At the individual-node level, the diverse ensemble achieves the highest peak generality across all four model families. For example, Claude Sonnet 4.6 reaches 0.850 ± 0.087 peak generality in the diverse ensemble, compared with 0.825 ± 0.106 in the homogeneous ensemble and 0.775 ± 0.035 in solo DRQ. Claude Haiku 4.5 improves from 0.538 ± 0.063 in the homogeneous ensemble to 0.700 ± 0.050 in the diverse ensemble.
DEI also improves niche novelty. Since solo runs do not receive peer champions, this metric applies only to ensemble settings. Moving from homogeneous to diverse ensembles substantially increases the fraction of received champions that land in previously empty archive cells, suggesting that different models contribute genuinely different behavioral discoveries.

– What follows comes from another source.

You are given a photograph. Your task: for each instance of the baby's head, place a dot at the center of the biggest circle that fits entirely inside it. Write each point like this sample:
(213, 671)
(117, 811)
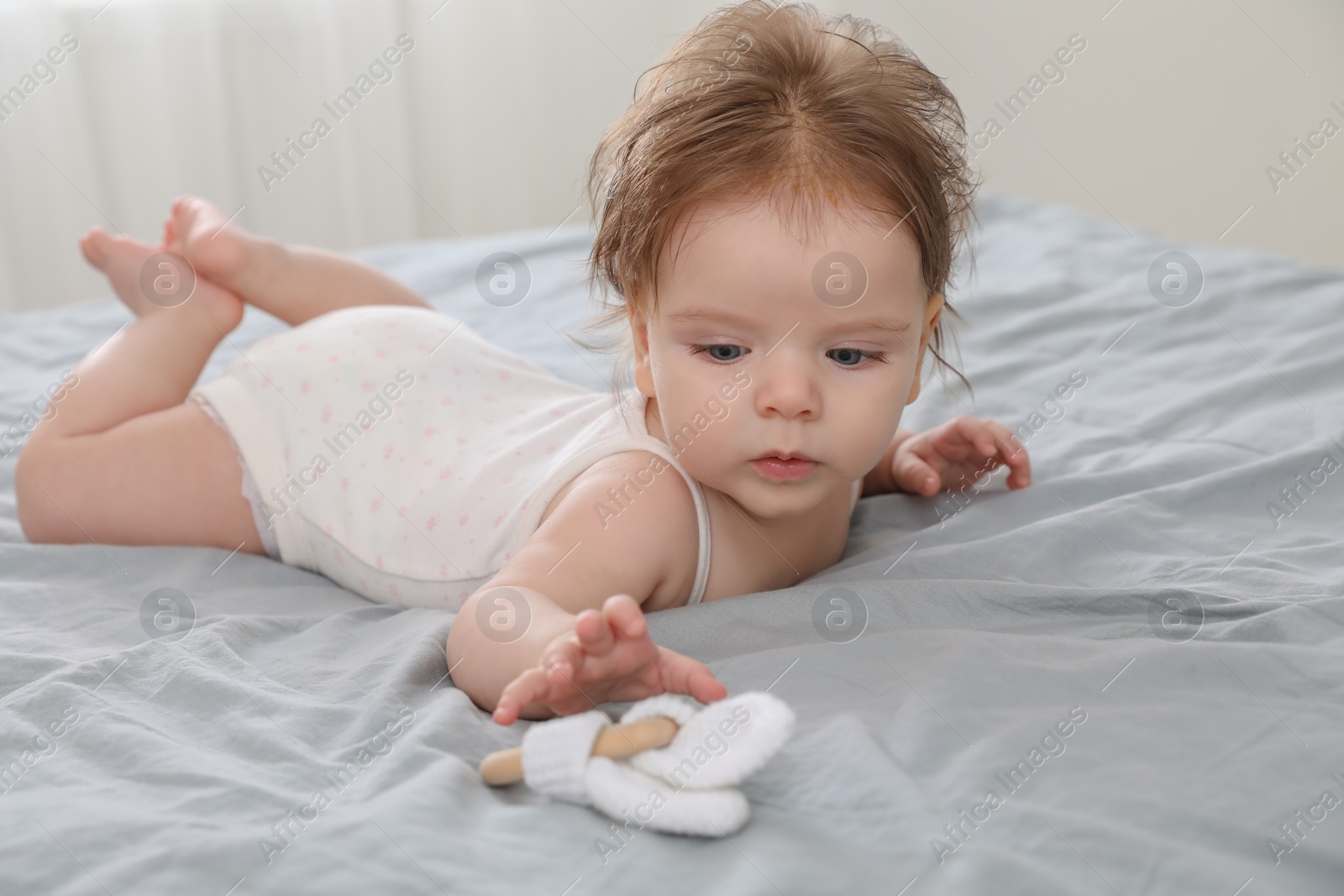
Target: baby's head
(779, 212)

The merged-archive results give the clearest picture. At equal compute, the diverse merged archive reaches 80.6% coverage and 45.90 QD-Score, compared with 63.0% coverage and 20.46 QD-Score for solo DRQ. The homogeneous merged archive reaches 59.0% coverage and 29.85 QD-Score. The diverse ensemble therefore produces the broadest archive and the highest final QD-Score.
Impact
DEI shows that distributed LLM search should be understood as parallel cognition, not just parallel computation. Homogeneous ensembles can make search faster, but heterogeneous ensembles make search broader.
This is especially important for decentralized search. Useful collaboration should not require every participant to run the same model, use the same hardware, or move at the same speed. DEI shows that heterogeneous nodes can contribute asynchronously, share compact evolutionary discoveries, and turn model diversity into a first-class source of exploration.
At fixed LLM-call budget, DEI improves individual-node generality, increases cross-node niche novelty, and produces a merged archive with higher coverage and QD-Score than both solo DRQ and homogeneous ensembles.